Rigetti Computing's stock plummeted by 5.08% on Wednesday, as Wall Street analysts and investors expressed concerns over the unsustainable hype surrounding quantum computing stocks.
The quantum computing company, which develops superconducting quantum processors and related services, had seen its shares surge by over 800% in the past six months, fueled by speculation that its technology could revolutionize industries like artificial intelligence and drug development.
However, a report by Needham analyst Quinn Bolton poured cold water on the rally, setting a price target of $2 for Rigetti Computing, implying a potential 80% decline from its recent highs. Bolton cited several reasons for the cautious outlook:
First, history has shown that next-big-thing investments often experience bubble-bursting events as lofty expectations fail to materialize in the short term. Quantum computing, despite its promising potential, is still in its early stages and faces challenges in scalability and mainstream adoption.
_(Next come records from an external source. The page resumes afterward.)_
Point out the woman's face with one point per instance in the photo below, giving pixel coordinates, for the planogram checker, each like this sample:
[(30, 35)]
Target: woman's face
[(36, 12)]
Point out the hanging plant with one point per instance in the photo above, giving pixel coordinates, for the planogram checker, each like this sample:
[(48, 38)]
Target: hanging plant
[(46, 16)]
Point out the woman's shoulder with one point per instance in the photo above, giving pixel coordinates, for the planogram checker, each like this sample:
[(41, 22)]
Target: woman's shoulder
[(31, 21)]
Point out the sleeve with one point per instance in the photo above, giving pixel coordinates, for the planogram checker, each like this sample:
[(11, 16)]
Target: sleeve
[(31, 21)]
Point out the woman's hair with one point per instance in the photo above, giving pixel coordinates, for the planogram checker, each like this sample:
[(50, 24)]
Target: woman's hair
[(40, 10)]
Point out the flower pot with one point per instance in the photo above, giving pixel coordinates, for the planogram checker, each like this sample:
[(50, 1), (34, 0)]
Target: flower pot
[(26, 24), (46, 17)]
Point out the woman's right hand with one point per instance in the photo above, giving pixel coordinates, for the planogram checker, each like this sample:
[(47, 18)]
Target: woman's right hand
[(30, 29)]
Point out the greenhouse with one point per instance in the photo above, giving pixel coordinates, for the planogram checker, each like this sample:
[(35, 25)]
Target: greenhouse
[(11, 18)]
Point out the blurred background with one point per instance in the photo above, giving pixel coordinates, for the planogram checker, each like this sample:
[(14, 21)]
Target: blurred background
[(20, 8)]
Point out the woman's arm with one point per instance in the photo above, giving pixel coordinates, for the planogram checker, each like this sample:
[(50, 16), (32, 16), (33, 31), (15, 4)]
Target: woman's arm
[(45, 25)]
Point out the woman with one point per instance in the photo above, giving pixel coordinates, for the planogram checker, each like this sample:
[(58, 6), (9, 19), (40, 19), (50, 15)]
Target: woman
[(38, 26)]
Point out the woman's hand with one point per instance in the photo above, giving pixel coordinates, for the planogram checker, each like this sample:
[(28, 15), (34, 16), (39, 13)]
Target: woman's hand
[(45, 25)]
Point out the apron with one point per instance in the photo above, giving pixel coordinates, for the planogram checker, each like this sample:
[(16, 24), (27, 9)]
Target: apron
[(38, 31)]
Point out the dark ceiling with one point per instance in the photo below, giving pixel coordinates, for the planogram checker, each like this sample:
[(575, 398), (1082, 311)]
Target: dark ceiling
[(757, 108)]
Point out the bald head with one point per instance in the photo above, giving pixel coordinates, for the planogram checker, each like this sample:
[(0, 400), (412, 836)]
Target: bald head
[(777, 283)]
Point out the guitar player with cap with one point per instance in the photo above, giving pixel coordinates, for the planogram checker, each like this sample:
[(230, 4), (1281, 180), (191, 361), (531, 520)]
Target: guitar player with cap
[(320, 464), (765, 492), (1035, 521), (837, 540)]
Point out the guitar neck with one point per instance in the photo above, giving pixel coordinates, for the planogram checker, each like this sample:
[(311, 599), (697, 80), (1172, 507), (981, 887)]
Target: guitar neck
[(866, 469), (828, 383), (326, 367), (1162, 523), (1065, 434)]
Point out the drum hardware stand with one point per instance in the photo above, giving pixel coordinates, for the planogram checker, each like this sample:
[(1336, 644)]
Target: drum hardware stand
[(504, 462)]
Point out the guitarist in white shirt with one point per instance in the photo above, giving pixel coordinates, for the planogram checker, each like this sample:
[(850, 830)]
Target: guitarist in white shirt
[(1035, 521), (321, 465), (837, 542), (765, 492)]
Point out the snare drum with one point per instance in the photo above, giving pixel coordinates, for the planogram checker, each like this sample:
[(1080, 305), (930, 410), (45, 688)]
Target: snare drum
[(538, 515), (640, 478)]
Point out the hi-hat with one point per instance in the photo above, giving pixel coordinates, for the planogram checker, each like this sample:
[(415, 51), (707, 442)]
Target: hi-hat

Second, Rigetti Computing and its peers have yet to demonstrate sustainable operating models, with ongoing net losses and significant cash burn. The company lost $48 million in the first nine months of 2024 and saw its cash burn from operations increase year-over-year.
Bolton's bearish stance echoed concerns raised by CNBC's Jim Cramer, who warned investors against getting overexposed to the "froth" in quantum computing stocks, labeling them as "the worst of the excess."